Pierre-André de Chalendar : Dans l’ensemble, on ne peut pas dire que ces élections soient une excellente nouvelle pour l’économie européenne. Et ce qui est probablement le plus inquiétant, c’est l’incertitude : on connaît déjà Donald Trump, c’est une personne très imprévisible. Et les entreprises n’aiment pas l’incertitude. Mais les conséquences ne sont pas graves par rapport aux problèmes que nous connaissons déjà, qui sont très graves. Elles ont été soulignées il y a peu par le rapport Draghi. Il y a déjà eu un énorme abandon de l’Europe ces dernières années.
Après les centaines de milliards de dollars investis par la présidence Biden dans le développement local de l’industrie verte, Trump veut reprendre la fracturation hydraulique, ce qui risque de promouvoir davantage l’énergie produite aux États-Unis. Est-ce mauvais pour l’industrie française et européenne ?
Ce n’est effectivement pas bon pour le climat, mais pour l’industrie européenne, comme nous n’avons plus de gaz russe, il faut le trouver quelque part. Ainsi, le fait que davantage de gaz liquéfié arrive des États-Unis, et donc un peu moins cher, est une nouvelle plutôt positive pour nos industries. Et pour le climat, le gaz reste une énergie de transition. Donc si les Allemands remplaçaient le charbon par du gaz, ce serait déjà mieux. Nous avons l’énergie nucléaire, nous ne sommes pas très inquiets en France, mais pour l’Europe c’est plutôt bien.
Mais risquons-nous d’être encore moins compétitifs en ce qui concerne les prix de l’énergie ?

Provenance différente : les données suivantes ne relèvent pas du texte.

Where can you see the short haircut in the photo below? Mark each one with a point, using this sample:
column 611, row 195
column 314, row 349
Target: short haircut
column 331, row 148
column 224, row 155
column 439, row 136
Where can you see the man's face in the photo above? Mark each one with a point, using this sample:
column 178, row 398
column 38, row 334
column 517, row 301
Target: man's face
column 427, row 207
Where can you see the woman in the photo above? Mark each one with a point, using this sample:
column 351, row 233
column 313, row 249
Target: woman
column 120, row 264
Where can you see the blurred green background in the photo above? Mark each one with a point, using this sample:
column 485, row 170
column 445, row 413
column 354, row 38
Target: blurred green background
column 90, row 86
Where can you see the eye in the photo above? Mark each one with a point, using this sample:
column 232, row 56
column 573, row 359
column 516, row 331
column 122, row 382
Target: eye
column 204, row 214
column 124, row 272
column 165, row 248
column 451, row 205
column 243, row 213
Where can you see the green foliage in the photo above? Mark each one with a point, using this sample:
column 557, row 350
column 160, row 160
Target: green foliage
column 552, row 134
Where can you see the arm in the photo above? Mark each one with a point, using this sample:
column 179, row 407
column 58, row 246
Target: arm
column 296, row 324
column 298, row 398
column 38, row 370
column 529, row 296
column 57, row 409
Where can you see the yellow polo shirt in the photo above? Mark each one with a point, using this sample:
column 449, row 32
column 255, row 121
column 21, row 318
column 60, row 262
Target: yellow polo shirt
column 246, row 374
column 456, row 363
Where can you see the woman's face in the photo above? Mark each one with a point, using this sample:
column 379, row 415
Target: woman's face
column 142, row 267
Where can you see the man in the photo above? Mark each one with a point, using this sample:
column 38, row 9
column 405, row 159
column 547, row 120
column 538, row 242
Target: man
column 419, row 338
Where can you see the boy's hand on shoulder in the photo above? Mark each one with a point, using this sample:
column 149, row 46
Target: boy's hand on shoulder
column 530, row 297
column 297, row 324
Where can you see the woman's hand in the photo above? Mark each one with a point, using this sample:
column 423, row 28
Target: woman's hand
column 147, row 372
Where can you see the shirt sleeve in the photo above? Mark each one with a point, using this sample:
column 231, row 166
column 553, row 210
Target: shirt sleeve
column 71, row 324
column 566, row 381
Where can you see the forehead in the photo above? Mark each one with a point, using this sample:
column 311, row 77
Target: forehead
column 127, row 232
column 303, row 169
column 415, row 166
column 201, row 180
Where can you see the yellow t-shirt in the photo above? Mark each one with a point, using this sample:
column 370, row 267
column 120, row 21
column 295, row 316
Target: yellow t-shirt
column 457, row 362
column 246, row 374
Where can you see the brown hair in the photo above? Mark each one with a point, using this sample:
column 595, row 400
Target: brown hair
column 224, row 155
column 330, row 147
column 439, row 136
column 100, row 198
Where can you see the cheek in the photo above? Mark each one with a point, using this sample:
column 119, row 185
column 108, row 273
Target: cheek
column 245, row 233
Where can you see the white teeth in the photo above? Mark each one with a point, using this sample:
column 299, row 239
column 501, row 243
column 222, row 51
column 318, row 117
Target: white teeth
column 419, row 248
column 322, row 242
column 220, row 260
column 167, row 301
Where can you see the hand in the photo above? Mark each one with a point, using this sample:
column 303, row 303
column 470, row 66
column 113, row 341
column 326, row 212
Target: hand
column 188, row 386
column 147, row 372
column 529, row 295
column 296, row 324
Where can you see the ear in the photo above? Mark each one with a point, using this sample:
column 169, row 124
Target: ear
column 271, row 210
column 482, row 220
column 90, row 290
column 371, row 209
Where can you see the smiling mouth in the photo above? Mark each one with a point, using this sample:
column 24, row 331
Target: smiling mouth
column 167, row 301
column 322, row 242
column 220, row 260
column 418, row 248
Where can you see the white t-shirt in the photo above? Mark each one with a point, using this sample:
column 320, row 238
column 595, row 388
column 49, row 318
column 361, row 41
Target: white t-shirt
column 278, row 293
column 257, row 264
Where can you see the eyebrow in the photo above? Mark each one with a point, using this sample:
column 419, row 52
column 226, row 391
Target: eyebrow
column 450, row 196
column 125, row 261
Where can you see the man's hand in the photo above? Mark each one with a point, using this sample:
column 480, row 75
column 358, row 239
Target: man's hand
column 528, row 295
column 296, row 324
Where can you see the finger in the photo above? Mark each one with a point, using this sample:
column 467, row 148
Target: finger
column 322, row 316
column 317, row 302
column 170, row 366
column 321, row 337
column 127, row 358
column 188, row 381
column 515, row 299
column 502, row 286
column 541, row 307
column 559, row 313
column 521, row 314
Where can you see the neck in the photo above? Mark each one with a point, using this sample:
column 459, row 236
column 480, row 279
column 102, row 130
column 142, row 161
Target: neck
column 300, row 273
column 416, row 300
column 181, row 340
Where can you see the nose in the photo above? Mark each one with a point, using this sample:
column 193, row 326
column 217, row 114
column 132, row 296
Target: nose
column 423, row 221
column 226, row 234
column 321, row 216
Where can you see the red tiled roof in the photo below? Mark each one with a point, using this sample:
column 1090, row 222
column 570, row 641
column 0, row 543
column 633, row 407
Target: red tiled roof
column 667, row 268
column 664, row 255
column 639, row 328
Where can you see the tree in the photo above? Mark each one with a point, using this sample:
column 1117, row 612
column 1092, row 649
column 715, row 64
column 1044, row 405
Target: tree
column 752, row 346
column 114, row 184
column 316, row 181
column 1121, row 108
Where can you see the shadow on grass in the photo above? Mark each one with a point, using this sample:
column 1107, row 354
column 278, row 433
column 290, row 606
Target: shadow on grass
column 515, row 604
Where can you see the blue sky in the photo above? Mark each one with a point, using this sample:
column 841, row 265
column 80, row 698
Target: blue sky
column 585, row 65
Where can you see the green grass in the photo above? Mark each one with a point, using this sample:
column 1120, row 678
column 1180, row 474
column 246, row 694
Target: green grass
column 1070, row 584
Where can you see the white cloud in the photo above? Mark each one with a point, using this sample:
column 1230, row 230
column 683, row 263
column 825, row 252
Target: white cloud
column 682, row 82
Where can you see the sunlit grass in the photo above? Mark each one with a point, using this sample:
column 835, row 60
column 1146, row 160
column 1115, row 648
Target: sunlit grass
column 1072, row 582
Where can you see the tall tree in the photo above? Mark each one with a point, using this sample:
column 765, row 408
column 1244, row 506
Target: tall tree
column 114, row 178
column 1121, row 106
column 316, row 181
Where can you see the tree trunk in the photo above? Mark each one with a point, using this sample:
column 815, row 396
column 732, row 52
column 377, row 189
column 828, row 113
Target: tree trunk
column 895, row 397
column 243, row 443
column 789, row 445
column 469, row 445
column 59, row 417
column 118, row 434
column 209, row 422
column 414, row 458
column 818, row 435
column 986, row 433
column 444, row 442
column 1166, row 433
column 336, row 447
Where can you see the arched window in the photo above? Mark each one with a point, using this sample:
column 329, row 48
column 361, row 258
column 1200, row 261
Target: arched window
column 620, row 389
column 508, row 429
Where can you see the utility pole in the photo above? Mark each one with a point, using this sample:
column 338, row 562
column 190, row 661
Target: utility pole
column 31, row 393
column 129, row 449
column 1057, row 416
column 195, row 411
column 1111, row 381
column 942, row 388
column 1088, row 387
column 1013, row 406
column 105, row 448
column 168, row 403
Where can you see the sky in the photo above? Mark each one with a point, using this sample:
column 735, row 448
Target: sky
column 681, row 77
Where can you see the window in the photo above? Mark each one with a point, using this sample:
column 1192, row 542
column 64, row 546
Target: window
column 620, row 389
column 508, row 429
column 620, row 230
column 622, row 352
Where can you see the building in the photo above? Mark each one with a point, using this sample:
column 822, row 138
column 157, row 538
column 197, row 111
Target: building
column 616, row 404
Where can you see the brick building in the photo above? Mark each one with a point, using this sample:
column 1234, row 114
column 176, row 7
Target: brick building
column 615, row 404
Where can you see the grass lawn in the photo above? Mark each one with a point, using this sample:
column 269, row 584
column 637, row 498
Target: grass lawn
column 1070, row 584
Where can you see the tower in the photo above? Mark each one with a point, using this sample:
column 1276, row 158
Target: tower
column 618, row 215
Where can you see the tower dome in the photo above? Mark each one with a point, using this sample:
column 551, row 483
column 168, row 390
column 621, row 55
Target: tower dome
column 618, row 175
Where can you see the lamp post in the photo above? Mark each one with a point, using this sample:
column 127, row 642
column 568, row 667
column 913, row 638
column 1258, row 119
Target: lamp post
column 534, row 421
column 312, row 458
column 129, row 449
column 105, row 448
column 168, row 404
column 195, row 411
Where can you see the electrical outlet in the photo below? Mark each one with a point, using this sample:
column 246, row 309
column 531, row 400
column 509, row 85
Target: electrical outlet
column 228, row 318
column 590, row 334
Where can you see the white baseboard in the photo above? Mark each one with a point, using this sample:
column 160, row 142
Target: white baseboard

Non, parce que nous ne sommes déjà pas du tout compétitifs. Le gaz américain, comme celui du Qatar, doit être liquéfié, transporté puis regazéifié. Avec ces trois opérations, le gaz reste encore bien plus cher en Europe qu’aux Etats-Unis.
« Ce qui pourrait arriver avec Trump, c’est que s’il y avait plus de gaz aux États-Unis, les prix baisseraient. Mais les prix en Europe vont également baisser.»
Autre sujet d’inquiétude, Donald Trump envisage d’augmenter les droits de douane sur tous les produits importés, pour encourager la production et donc l’emploi aux Etats-Unis. Que pensez-vous de ce renforcement du protectionnisme chez le 4e client de la France ?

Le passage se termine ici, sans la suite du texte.